The 12 Step Blueprint
The best places to look for the sort of businesses depend upon your strategy. You need a quick assessment tool to decide whether the deal is worth looking at. And you need to be organised as you might be looking at a dozen deals at any one time. Then there’s signing NDA’s and dealing with brokers v dealing directly with the seller. But you need to know the truth about business brokers – many don’t care whether they sell you the business or not!
We have a script for making the first approach so that you sound like you have been doing this your entire life!
When you meet your target for the first time, you need to have a set of questions to ask, and you must be prepared to answer questions too. This first meeting and the rapport you build is key to the successes of the deal. If the current owner doesn’t like you or believe that you can make a success of the company, you won’t be able to buy it. If all goes well at the initial meeting, there’s a follow-up meeting where you take the conversation to the next level, and you start to learn the truth about the business.
This is where you value the business, negotiate and structure the deal, so you don’t have to put any of your cash into it. Here’s the thing, the seller always has a very different idea of value to the buyer! Bringing those numbers together is the key to the negotiation, and there are some simple rules to follow that make this painless. You will either pay something upfront (remember, you won’t be using your money) or nothing upfront. Getting this structure right is essential. You might, for example, buy 80% of the company and keep the owner in place to run it, or instead, offer the management a share in return for contributing to the company’s success.
You need to forensically examine every aspect of the business so you can understand exactly what you are buying, where the liabilities are and how to protect against them. This is also your opportunity to put together the plan that needs to be implemented once you own the company. You need to pay particular attention to any tax issues, staff issues and who owns the company’s assets. Every problem you discover can be solved—you just need to find them!

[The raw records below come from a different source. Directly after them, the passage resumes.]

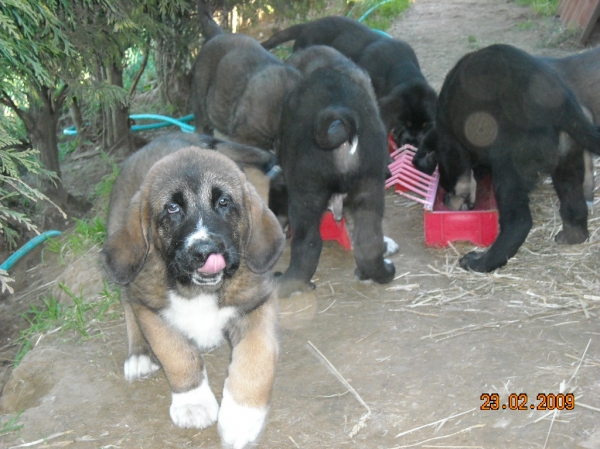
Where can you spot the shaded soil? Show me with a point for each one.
(419, 352)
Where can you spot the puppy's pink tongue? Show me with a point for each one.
(213, 265)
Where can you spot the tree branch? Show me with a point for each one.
(140, 72)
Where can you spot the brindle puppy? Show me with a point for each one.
(193, 243)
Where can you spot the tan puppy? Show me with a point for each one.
(193, 242)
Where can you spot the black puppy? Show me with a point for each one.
(332, 141)
(504, 110)
(238, 86)
(581, 72)
(406, 100)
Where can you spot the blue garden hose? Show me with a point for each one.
(163, 121)
(369, 11)
(8, 263)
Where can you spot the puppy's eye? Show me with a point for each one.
(173, 208)
(223, 202)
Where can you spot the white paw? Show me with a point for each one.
(195, 408)
(239, 424)
(390, 246)
(138, 367)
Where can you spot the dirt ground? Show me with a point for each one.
(419, 352)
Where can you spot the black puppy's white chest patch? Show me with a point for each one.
(345, 156)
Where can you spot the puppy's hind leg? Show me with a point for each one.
(247, 390)
(141, 361)
(305, 212)
(568, 183)
(512, 197)
(366, 204)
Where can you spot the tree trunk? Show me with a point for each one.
(116, 119)
(41, 122)
(77, 117)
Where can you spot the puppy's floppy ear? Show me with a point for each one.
(125, 251)
(264, 239)
(335, 126)
(425, 158)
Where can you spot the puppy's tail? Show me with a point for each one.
(210, 28)
(289, 34)
(335, 126)
(580, 127)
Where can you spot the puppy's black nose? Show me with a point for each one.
(199, 251)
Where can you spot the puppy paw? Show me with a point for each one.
(381, 277)
(571, 236)
(476, 261)
(239, 424)
(195, 408)
(139, 367)
(390, 246)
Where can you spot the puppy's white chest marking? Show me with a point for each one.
(200, 233)
(199, 319)
(345, 156)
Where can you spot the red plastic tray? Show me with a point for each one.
(442, 225)
(332, 230)
(479, 225)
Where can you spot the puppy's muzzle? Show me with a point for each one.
(205, 262)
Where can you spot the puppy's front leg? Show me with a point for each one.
(193, 403)
(140, 362)
(247, 389)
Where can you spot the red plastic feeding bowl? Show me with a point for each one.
(442, 225)
(332, 230)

You close the deal by getting the legalities in place. It’s essential that you use an experienced M & A lawyer who is used to working on deals of this size. There are many things to consider such as seller non-competes (where you limit the seller from competing with you for a period of time) and warranties that protect you from the seller not telling you the whole truth! If the business is distressed, you might be doing a pre-pack administration as part of the completion where you buy the assets from the Administrator and can rid yourself of the seller’s debts.

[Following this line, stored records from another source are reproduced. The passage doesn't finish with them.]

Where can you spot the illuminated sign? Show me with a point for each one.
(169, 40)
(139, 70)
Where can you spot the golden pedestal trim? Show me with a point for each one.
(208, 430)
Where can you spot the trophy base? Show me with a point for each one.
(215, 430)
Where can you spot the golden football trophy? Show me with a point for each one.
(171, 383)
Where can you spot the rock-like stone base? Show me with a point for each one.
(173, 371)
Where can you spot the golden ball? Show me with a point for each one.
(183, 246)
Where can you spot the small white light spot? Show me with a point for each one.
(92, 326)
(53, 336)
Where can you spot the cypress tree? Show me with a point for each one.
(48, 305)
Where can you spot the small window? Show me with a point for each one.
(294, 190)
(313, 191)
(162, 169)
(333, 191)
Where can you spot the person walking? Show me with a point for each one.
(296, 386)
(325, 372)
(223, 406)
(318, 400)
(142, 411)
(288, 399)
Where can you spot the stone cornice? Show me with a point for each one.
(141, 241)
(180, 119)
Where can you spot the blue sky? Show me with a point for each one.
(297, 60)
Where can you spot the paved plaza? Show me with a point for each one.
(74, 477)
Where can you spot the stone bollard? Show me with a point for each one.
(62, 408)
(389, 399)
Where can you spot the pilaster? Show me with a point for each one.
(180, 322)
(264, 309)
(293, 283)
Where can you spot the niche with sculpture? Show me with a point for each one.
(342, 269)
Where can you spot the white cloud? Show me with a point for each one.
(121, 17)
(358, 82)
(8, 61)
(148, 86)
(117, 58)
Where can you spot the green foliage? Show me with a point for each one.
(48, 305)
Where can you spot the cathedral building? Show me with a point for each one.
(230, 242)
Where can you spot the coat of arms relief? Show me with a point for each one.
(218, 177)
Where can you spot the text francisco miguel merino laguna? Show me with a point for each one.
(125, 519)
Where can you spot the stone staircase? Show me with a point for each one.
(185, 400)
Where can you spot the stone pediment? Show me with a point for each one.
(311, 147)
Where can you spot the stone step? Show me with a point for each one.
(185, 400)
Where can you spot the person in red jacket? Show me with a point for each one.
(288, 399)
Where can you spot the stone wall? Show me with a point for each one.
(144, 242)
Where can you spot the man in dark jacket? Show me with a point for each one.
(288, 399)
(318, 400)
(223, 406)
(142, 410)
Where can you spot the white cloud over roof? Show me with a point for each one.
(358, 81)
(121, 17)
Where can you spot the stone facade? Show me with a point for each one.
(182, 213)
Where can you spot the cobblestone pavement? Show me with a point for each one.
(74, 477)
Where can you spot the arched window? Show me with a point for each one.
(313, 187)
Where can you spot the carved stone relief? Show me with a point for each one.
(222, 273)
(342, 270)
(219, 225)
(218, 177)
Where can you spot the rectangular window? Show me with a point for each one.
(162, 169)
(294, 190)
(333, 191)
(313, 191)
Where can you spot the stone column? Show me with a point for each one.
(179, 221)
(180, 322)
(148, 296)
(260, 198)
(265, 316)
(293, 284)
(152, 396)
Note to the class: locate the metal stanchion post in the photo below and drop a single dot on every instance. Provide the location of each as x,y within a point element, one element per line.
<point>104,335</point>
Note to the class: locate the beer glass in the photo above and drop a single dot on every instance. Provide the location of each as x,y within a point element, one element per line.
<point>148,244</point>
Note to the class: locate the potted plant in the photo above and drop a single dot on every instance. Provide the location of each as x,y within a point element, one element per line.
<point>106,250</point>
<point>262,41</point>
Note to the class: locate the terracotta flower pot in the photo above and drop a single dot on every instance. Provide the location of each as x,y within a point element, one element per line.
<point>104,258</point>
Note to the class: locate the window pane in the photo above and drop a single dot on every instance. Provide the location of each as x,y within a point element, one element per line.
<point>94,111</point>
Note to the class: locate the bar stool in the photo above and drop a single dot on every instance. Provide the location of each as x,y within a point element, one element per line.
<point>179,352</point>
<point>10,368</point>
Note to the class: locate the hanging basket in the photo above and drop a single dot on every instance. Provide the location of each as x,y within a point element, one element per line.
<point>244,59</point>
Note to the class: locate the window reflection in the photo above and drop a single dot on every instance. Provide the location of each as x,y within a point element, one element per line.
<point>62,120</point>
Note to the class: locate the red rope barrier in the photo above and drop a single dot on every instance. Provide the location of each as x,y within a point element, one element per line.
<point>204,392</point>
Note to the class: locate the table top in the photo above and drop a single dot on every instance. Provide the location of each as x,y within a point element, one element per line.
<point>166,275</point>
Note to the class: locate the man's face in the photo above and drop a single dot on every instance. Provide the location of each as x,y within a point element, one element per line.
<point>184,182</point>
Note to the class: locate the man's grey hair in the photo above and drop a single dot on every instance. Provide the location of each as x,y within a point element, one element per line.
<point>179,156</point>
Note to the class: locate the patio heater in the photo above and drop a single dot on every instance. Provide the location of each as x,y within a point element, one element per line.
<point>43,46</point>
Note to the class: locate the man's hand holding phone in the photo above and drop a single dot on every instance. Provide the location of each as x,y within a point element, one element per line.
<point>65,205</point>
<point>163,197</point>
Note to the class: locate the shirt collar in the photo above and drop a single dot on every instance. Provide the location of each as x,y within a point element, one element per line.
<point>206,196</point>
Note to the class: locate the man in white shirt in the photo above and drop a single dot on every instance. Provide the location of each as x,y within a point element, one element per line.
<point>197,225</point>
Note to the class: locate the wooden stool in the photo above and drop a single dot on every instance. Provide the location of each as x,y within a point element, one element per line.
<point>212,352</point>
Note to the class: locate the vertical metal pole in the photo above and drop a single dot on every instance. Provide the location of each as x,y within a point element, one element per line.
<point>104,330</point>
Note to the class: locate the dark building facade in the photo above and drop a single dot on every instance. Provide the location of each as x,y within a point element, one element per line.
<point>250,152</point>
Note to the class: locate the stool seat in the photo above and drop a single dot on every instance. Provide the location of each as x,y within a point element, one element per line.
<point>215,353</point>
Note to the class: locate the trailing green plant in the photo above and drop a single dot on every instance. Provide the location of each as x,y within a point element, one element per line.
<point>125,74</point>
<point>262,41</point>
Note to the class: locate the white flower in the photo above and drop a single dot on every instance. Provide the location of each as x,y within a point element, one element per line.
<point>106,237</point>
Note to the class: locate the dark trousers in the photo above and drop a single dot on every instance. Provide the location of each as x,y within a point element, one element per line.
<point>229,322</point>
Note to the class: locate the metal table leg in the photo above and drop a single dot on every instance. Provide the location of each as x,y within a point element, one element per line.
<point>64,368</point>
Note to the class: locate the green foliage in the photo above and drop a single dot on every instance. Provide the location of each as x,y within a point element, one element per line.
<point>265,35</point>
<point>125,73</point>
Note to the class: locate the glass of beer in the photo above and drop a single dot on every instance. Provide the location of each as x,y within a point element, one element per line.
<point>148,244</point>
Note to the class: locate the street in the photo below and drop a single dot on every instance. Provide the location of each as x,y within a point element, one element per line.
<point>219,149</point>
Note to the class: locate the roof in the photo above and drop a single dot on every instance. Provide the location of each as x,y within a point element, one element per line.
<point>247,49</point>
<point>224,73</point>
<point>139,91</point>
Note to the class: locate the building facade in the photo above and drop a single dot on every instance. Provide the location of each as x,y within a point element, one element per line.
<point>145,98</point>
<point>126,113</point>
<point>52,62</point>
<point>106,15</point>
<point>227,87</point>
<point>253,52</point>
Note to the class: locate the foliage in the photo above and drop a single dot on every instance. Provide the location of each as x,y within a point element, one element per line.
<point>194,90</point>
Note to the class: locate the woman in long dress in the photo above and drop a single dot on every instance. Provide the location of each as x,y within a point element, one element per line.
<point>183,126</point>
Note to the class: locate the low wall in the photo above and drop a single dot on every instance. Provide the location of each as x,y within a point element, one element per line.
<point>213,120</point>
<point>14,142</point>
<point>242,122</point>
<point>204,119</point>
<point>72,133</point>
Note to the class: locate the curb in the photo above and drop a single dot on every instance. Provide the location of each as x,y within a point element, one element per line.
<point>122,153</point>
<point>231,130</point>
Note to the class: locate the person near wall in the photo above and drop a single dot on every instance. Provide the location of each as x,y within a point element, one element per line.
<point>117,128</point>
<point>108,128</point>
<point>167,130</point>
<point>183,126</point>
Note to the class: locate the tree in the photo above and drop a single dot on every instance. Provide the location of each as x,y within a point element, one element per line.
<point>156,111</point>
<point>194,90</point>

Now you own one business you can start building your portfolio. You have several choices:
Buy completely unconnected businesses but benefit from cost reductions in shared offices, admin, finance, HR, marketing, etc.
Buy very similar businesses and roll them up into one business.
Buy businesses with the same customer base and cross-sell. For example, you might have a business that sells to the over-65s. You can then share the data base and sell other products and services to those customers.